Hours later, after the chaos of the day has settled down, Derek lies in the small hospital bed with his wife, their daughter in her arms. “God, she’s so beautiful,” he whispers, leaning in and kissing his wife, then pressing his lips to the tiny forehead slightly obscured by the pink cap.
Their daughter grabs hold of Meredith’s finger and wraps her tiny hand around it, and Meredith smiles, briefly taking her eyes off of her to look up at her husband. “I told you we’d make pretty babies.”
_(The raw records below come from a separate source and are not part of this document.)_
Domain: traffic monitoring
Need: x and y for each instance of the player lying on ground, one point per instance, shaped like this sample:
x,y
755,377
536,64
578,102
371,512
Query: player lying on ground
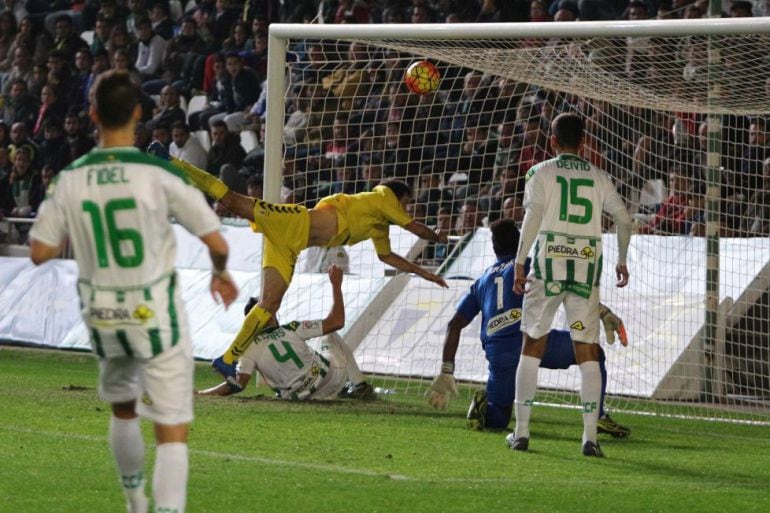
x,y
337,220
294,370
492,295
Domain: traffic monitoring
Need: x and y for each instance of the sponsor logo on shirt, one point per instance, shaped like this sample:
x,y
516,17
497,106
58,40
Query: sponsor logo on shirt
x,y
564,251
503,320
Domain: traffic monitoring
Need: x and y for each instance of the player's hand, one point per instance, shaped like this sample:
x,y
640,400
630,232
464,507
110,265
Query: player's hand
x,y
335,275
519,280
612,324
441,390
621,271
223,288
157,149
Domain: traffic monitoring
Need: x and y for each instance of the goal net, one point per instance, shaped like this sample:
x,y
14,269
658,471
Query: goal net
x,y
675,113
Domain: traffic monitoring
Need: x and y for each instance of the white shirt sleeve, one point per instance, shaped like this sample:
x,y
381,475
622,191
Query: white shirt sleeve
x,y
533,204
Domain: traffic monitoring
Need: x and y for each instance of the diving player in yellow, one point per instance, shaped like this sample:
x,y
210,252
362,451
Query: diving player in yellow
x,y
340,219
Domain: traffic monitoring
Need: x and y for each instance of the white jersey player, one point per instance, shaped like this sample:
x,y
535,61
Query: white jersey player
x,y
113,205
564,199
293,369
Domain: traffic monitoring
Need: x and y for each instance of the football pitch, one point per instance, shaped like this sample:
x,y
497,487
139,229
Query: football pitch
x,y
250,453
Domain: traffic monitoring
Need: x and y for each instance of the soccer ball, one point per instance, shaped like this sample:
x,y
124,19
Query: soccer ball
x,y
422,77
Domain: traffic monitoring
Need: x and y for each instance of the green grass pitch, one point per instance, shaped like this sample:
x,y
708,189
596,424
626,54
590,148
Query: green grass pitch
x,y
251,453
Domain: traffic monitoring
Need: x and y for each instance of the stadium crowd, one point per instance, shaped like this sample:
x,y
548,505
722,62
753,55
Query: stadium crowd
x,y
350,121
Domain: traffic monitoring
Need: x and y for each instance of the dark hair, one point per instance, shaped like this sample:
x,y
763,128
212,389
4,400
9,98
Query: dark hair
x,y
568,129
399,188
115,98
180,124
505,237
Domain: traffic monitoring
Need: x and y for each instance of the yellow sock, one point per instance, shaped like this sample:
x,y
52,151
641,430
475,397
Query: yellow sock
x,y
254,322
203,180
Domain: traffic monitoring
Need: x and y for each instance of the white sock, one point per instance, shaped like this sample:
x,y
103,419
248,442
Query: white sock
x,y
590,395
128,449
169,479
526,388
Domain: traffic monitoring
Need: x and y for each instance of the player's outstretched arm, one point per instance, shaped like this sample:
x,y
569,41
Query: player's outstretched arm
x,y
402,264
612,324
425,232
222,285
444,386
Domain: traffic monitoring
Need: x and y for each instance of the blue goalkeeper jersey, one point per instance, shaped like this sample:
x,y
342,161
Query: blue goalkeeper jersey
x,y
492,295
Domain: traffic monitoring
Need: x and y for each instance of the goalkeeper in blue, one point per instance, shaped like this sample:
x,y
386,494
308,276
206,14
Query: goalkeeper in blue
x,y
492,295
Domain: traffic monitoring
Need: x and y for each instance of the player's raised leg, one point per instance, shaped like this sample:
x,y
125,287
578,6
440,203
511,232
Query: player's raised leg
x,y
274,287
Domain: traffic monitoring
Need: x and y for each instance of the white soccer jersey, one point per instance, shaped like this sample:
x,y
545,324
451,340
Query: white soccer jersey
x,y
284,359
567,195
114,205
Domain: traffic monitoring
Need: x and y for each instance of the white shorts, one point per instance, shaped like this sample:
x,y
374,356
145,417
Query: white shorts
x,y
162,386
335,378
538,311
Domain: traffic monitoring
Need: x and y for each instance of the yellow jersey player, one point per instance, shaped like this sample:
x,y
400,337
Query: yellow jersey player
x,y
340,219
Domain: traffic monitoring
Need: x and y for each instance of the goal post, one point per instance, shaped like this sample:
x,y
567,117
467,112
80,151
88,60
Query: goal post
x,y
676,114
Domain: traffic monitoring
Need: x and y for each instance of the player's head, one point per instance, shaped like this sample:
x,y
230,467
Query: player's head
x,y
567,131
505,237
402,191
115,100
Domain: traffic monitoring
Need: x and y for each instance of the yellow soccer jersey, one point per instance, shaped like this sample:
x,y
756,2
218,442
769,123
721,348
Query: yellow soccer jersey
x,y
367,215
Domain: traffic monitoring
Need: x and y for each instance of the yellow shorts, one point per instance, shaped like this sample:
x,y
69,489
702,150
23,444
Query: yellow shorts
x,y
286,229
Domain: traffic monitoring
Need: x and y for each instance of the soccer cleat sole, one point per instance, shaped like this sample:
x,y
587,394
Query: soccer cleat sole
x,y
592,450
517,444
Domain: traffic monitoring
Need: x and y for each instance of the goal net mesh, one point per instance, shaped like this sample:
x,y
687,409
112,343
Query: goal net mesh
x,y
350,122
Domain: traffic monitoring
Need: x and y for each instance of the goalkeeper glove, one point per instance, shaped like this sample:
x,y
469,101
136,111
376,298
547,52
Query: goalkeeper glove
x,y
612,323
443,388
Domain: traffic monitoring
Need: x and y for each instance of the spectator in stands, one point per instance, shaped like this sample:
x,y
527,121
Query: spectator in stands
x,y
24,181
187,148
54,150
66,40
239,95
8,29
150,52
121,38
121,61
19,105
20,139
182,56
756,217
21,69
672,216
51,107
470,218
137,11
102,29
161,23
225,149
79,144
83,79
162,134
170,110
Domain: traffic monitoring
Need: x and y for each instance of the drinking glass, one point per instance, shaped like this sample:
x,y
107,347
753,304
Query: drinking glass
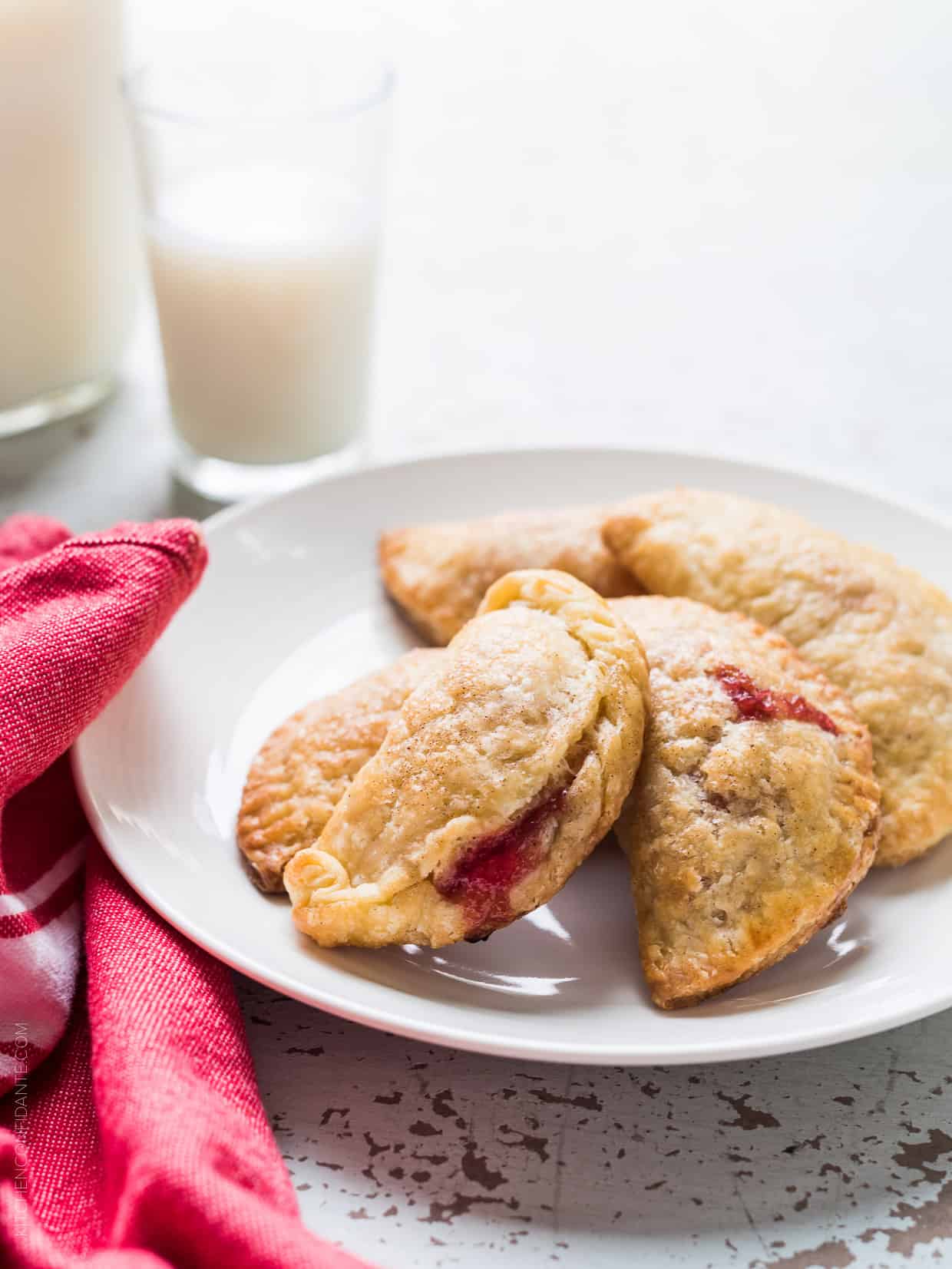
x,y
262,179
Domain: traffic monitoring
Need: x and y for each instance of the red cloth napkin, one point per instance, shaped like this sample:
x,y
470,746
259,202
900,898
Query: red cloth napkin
x,y
131,1133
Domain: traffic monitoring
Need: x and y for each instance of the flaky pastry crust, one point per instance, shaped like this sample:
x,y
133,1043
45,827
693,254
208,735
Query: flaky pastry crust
x,y
307,763
439,573
754,811
878,631
501,773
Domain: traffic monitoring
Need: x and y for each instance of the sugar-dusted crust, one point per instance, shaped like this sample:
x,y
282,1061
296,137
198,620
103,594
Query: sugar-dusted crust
x,y
439,573
305,767
878,631
744,837
540,701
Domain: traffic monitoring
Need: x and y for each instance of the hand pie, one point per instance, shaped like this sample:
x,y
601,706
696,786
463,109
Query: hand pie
x,y
305,767
878,631
754,811
501,773
439,573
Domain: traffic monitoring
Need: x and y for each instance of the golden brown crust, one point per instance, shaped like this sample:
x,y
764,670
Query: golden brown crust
x,y
745,834
878,631
439,573
305,767
537,706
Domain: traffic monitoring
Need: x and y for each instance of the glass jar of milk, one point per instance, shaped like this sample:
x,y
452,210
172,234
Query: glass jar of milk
x,y
68,259
262,179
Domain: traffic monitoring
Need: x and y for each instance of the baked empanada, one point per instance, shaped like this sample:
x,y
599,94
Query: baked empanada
x,y
754,811
878,631
305,767
439,573
501,773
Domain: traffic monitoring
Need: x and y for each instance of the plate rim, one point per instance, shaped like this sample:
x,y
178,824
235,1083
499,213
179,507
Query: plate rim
x,y
388,1019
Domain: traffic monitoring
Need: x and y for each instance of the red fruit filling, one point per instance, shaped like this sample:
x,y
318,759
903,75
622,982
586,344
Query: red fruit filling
x,y
488,871
762,703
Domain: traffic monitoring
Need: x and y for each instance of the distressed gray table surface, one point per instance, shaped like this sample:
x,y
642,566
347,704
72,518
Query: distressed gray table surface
x,y
709,226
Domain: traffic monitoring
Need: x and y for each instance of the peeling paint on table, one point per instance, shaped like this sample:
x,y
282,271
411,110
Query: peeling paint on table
x,y
419,1156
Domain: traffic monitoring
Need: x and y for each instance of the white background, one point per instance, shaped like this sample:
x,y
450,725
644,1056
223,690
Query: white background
x,y
711,225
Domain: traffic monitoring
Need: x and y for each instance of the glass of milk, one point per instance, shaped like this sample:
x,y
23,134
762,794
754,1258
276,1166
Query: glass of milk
x,y
68,243
262,175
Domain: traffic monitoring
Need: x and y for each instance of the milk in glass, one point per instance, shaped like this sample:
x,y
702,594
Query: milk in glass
x,y
68,258
264,282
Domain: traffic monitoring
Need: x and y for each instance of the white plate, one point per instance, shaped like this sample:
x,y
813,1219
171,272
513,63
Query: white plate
x,y
289,610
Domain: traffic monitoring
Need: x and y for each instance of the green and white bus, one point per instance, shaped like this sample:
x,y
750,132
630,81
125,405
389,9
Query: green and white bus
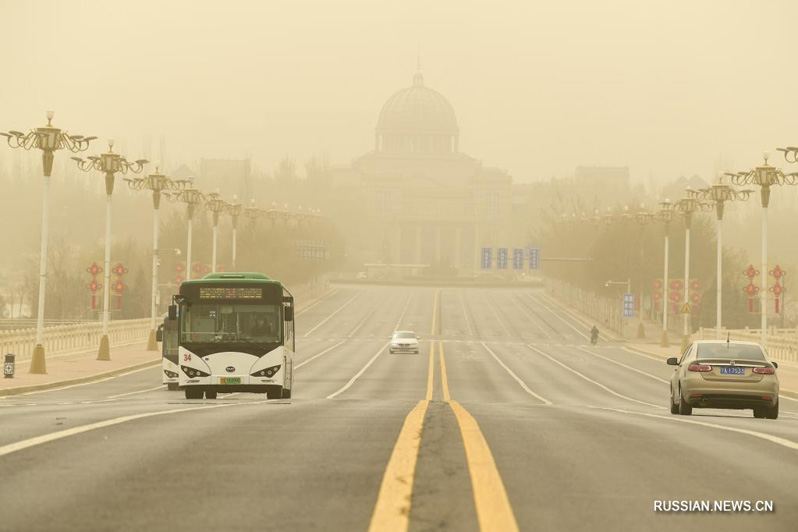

They’ll never forget what happened that day, and they don’t want to. Their past is what gave them their future, and they’re grateful for it. Especially when their daughter stares up at them with inherent trust, the kind of look a child reserves for her parents. They’ve been parents all along. To the baby they lost, and the daughter cradled in her mother’s arms. She curls her body into Meredith and sleeps, a tiny fist tucked under her chin.